I've always been trying to live properly and fully and well, having posters and cards and inspirational quotes written on my windows. Live now! Live, Love Laugh! Live every day as if it's your last! Don't have regrets.... You know the kind of sayings, right? Everyone's got a favourite. I had heaps and in the end I wasn't really living any of them; I just liked having them around me.
Being told I have cancer is the biggest push to live life fully I've ever had or ever experienced.
Wow. Everyday, I get Wow moments. Lots of them! Always with an exclamation mark at the end! I've never lived so fully.

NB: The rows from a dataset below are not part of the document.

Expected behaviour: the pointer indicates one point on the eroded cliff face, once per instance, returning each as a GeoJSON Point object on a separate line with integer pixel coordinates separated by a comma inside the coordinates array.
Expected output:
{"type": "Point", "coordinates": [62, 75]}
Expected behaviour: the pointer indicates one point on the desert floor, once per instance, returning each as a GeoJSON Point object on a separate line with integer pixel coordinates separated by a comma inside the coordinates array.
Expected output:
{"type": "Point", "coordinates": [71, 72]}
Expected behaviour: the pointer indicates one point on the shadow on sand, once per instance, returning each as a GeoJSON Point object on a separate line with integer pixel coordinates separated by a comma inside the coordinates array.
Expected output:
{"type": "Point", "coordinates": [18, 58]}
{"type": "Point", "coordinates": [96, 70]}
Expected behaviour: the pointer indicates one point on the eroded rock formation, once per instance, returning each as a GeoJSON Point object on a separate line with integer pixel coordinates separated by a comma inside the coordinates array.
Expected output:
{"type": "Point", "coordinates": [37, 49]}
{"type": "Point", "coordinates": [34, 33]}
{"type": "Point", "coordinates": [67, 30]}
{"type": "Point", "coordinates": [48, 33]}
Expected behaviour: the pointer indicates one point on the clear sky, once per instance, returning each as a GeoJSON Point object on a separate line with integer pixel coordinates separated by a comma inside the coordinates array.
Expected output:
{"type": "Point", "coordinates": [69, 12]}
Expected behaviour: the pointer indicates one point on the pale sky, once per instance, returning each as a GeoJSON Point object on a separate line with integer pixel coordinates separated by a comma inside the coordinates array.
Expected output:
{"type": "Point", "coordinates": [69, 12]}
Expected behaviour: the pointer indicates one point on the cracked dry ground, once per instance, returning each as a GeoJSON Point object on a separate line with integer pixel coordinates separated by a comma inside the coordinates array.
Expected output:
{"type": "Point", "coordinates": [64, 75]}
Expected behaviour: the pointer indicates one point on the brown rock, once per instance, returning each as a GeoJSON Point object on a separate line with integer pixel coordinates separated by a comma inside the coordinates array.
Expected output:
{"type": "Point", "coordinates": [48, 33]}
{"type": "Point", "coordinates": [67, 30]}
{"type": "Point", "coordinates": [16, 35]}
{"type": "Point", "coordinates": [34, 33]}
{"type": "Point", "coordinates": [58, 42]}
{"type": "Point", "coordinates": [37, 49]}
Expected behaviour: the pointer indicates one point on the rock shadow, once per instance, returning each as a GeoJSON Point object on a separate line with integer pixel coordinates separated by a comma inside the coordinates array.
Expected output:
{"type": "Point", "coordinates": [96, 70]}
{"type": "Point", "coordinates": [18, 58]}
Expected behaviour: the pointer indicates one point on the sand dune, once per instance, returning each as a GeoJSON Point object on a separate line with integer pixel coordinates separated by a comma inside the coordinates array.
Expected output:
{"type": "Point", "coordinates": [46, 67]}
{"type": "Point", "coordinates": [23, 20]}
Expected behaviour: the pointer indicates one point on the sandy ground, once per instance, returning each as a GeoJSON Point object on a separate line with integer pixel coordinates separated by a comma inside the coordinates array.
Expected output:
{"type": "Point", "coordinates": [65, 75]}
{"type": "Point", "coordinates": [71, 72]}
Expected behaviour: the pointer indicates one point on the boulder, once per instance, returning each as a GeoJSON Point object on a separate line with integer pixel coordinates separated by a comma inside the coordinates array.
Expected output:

And here's the rub: if it wasn't for that state of Being, that perfect moment hanging out my washing surrounded by fur and feathers and the big blues of the sea and the sky, I'd never have allowed myself to be enough IN the moment, to just stop and feel and experience it, without rushing and thinking and planning and all the things we do every day, and if I'd never allowed myself to be fully in that moment I'd not have felt the wicked thing blowing in at me and I'd not have found the lump because why would I even have checked?
What an exquisite irony, and one I am grateful for being given.
All agree I found it early. So tiny it wasn't seen on a mammogram, even. But the nurse told me if I'd not found it, if I'd not checked, it could have been there for......... YEARS.......... Sorry for shouting. Years. By which time, it could all have been too late becasue it could
have
spread the
all
over place
and I would have been dying instead of learning how to live.
Interesting. I was planning to write a story this evening about a bloke who thinks he's in a state of grace and uses it as an excuse to murder baddies but the whole thing's a con and... I won't give it away in case I decide to write it again. Instead, I've written about my own little state of grace, my own tiny glimpse of peace in a moment. I hope you enjoyed reading it. And don't be scared, in case cancer's a thing that really scares you. It's a monster, sure, but it's a monster we are all capable of taking on, and smiling whilst we do it.
And the best thing of all? I remember how it felt to be right there, in that place, with my cat and my chickens and my washing. And I allow myself to be right There, wherever I am.